Eleven members of the Lale and Taufa families perished in the blaze, including mother Teukisia Lale and her five children, aged eight to 18.
Fusi, Anna Maria, La'Haina and Kahlahni Taufa along with Ardelle Lee also lost their lives.
Three men, Tau Taufa, Mark 'Misi' Matauaina and Jerimiah Lale, escaped.
Ms Brier-Mills was asked whether she heard any smoke alarms sounding that night.
"All I could hear was crackling. The crackling of the fire. And that was it," she said.
Sergeant Brad Bardell told the inquest a major concern was the structural integrity of the house and the safety of those trying to retrieve the victims' bodies.
"When I arrived, the QFRS (Queensland Fire and Rescue Service) was still going through the process of ensuring the fire was extinguished," he told the inquest.
Mr Bardell listed where the victims were found in the house. He said the floor of one bedroom had collapsed to the lower level. There were seven victims retrieved from that room.
Mr Bardell said it took crews three days to shore up the shell of the home using scaffolding and reinforcements to ensure that personnel could safely collect the remains of the victims.
"It was so structurally unsafe that in any other ordinary circumstances if it was a house fire, it would've been too unsafe to risk sending people in to determine the origin and the cause."
He said the recovery of victims necessitated a thorough exploration of the home. The court was shown a series of photographs from inside the burnt out house.
Mr Bardell explained various indicators which suggested the blaze began in a downstairs study.
Pictures of the study gave an impression of the ferocity of the blaze. "Essentially, everything's been consumed," Mr Bardell said.
He told the court the remains of a cigarette packet in that room suggested a cigarette may have been an ignition point.
But Mr Bardell could not exclude a desk lamp.

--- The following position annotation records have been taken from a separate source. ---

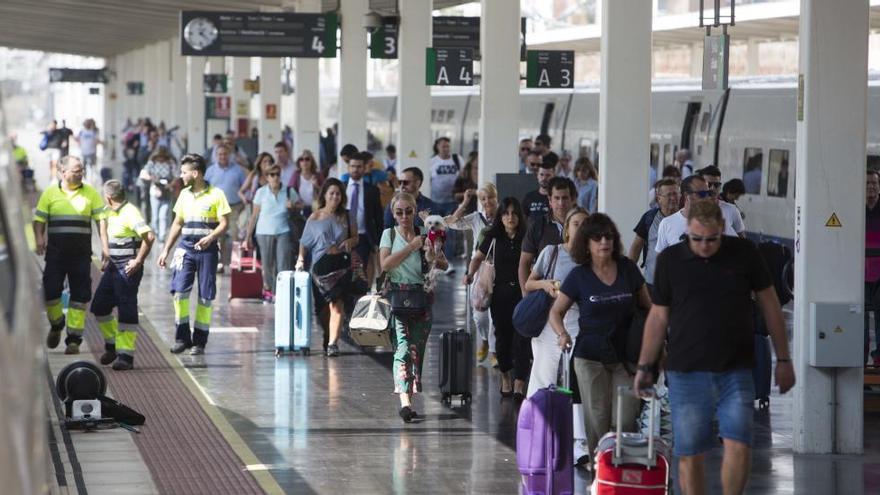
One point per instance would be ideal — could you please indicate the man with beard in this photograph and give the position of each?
(201, 218)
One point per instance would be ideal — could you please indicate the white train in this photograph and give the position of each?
(748, 130)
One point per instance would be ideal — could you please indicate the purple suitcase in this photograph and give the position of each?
(544, 440)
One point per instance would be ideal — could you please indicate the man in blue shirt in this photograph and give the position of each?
(411, 181)
(227, 177)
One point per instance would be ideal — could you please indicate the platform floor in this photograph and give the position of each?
(320, 425)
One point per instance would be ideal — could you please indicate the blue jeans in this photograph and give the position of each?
(696, 397)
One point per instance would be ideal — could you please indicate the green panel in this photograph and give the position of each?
(330, 40)
(532, 69)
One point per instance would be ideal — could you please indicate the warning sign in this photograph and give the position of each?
(833, 221)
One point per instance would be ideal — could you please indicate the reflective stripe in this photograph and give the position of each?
(122, 252)
(189, 231)
(70, 230)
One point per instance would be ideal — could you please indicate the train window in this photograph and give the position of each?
(7, 271)
(777, 174)
(655, 155)
(753, 161)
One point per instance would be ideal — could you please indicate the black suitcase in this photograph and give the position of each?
(456, 353)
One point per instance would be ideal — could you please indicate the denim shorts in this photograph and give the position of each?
(696, 397)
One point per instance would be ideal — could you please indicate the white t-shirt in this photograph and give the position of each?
(443, 174)
(674, 226)
(732, 217)
(88, 141)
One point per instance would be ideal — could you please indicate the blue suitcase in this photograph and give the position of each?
(293, 312)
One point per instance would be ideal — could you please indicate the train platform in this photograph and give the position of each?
(239, 420)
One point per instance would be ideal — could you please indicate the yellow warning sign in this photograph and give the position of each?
(833, 221)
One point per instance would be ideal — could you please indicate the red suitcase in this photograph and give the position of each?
(246, 275)
(632, 463)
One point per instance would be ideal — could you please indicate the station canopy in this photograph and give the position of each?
(104, 28)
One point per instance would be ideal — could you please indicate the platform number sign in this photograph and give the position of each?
(550, 69)
(383, 43)
(449, 67)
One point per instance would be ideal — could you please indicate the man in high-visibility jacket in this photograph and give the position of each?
(63, 232)
(130, 240)
(201, 218)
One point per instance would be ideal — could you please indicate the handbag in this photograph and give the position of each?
(484, 281)
(531, 313)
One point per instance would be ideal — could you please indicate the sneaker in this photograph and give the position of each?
(122, 364)
(180, 346)
(108, 357)
(483, 351)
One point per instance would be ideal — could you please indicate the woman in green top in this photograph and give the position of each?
(401, 259)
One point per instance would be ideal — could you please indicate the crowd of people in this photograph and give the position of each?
(360, 224)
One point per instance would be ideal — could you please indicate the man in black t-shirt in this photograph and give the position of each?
(702, 294)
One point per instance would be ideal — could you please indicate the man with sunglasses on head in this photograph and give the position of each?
(732, 217)
(672, 229)
(703, 311)
(410, 182)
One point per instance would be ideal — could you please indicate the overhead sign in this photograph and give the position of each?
(716, 61)
(258, 34)
(217, 107)
(78, 75)
(550, 69)
(135, 87)
(383, 43)
(214, 83)
(464, 32)
(449, 67)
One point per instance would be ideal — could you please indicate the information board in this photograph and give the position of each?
(214, 83)
(78, 75)
(464, 32)
(383, 43)
(449, 67)
(550, 69)
(258, 34)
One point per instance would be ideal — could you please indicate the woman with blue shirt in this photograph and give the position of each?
(606, 287)
(270, 210)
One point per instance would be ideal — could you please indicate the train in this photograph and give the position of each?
(748, 131)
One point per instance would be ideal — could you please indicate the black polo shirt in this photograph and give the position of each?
(710, 308)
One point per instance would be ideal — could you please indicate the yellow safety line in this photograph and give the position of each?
(263, 477)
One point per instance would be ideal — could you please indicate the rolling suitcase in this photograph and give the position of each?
(631, 463)
(246, 277)
(293, 312)
(544, 439)
(456, 353)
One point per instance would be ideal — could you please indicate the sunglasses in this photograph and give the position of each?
(704, 194)
(598, 236)
(708, 239)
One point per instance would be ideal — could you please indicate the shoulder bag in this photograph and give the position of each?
(484, 281)
(531, 313)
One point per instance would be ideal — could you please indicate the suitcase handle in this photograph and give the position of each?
(650, 460)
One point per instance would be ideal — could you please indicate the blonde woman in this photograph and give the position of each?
(476, 222)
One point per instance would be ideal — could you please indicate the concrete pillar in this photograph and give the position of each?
(353, 72)
(753, 57)
(270, 94)
(306, 125)
(413, 95)
(624, 110)
(829, 261)
(499, 102)
(179, 115)
(195, 71)
(241, 70)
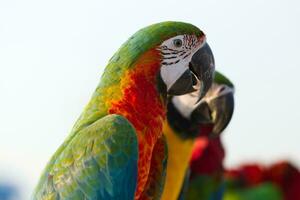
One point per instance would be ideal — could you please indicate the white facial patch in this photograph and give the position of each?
(177, 53)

He said his investigations revealed at the time the desk lamp was purchased, owners were able to buy 60-watt bulbs for it. But the lamp was rated to use a bulb of up to 40-watts.

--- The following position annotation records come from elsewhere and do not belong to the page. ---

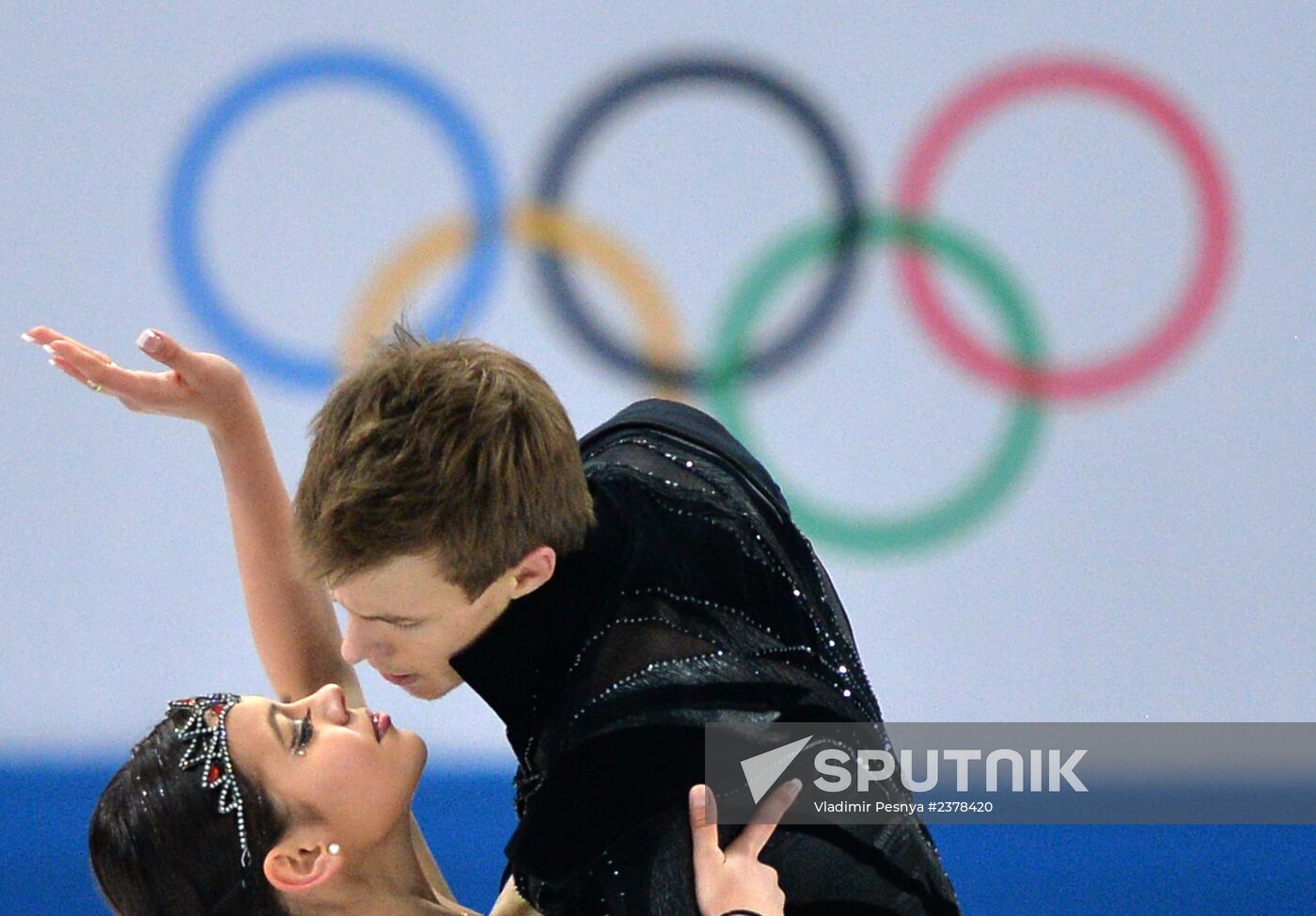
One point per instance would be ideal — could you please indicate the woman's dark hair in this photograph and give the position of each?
(160, 845)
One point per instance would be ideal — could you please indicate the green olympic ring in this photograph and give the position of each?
(987, 486)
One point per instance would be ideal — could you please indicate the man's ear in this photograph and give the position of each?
(535, 569)
(298, 865)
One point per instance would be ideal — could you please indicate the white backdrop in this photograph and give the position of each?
(1152, 562)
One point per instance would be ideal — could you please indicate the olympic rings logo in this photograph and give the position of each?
(548, 227)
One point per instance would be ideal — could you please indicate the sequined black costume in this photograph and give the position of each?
(694, 598)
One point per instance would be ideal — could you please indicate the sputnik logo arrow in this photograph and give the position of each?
(762, 770)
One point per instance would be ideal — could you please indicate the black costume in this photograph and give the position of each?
(695, 599)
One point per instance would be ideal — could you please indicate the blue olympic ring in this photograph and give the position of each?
(199, 290)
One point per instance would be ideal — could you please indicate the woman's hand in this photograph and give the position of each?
(734, 879)
(197, 386)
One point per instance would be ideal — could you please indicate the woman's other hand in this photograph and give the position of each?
(196, 386)
(734, 879)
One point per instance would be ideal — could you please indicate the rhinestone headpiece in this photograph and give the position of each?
(210, 747)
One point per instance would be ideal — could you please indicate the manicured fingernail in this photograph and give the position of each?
(149, 341)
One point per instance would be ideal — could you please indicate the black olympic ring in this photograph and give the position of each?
(562, 153)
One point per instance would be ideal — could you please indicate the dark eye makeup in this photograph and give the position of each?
(302, 734)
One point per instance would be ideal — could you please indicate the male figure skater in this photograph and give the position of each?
(607, 598)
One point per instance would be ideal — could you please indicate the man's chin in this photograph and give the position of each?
(430, 689)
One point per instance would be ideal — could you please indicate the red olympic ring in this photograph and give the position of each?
(1200, 293)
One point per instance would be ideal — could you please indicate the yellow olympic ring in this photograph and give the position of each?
(388, 291)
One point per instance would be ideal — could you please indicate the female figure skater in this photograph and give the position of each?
(243, 804)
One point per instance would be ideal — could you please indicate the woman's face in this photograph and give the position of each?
(349, 768)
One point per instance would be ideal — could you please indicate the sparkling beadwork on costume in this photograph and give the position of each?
(210, 747)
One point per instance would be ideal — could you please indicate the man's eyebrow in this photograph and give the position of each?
(270, 719)
(382, 618)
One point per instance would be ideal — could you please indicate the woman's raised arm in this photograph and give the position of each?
(291, 616)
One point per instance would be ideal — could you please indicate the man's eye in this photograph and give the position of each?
(305, 732)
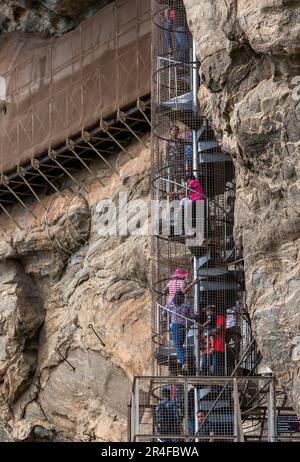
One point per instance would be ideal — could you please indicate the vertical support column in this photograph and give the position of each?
(136, 409)
(272, 430)
(235, 417)
(186, 409)
(195, 86)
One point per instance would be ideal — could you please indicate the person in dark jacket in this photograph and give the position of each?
(167, 419)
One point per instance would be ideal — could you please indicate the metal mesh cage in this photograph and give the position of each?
(208, 330)
(207, 409)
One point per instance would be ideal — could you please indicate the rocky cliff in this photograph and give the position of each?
(72, 301)
(50, 16)
(250, 59)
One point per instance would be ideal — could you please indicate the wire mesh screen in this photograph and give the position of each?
(200, 322)
(204, 409)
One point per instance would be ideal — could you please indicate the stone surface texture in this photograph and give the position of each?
(250, 59)
(54, 17)
(60, 283)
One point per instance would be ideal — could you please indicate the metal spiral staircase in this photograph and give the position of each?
(238, 402)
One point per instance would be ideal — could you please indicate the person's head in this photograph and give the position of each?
(201, 415)
(210, 309)
(178, 298)
(166, 391)
(180, 273)
(174, 132)
(189, 177)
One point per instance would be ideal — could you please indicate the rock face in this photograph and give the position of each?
(71, 303)
(51, 16)
(250, 56)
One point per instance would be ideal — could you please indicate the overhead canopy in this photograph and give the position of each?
(56, 87)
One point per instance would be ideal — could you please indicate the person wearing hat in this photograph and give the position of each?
(178, 282)
(213, 358)
(210, 325)
(181, 315)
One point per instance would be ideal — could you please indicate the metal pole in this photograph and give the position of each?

The use of bulbs that were too powerful for the appliance was known as "over-lamping", Mr Bardell explained.
The 60-watt bulbs that were suitable for the particular lamp have since been taken off the market.
Mr Bardell tested the same model lamp with a 60-watt bulb he sourced from importers.
He said he was able to ignite regular printer paper within minutes. "For me, that was telling for the point of view of being a viable ignition source if it was in the over-lamped condition."
On Monday, Mr Taufa told the inquest he had been working in the study that night before heading upstairs for a bath.
He recalled seeing smoke seeping through the upstairs kitchen floorboards and attempting to battle the flames with a garden hose.
The inquest has previously heard the home had only one smoke alarm, on the upper level, but it was disabled years before the fire after it had gone off unnecessarily.
The inquest, before Coroner James McDougall, continues.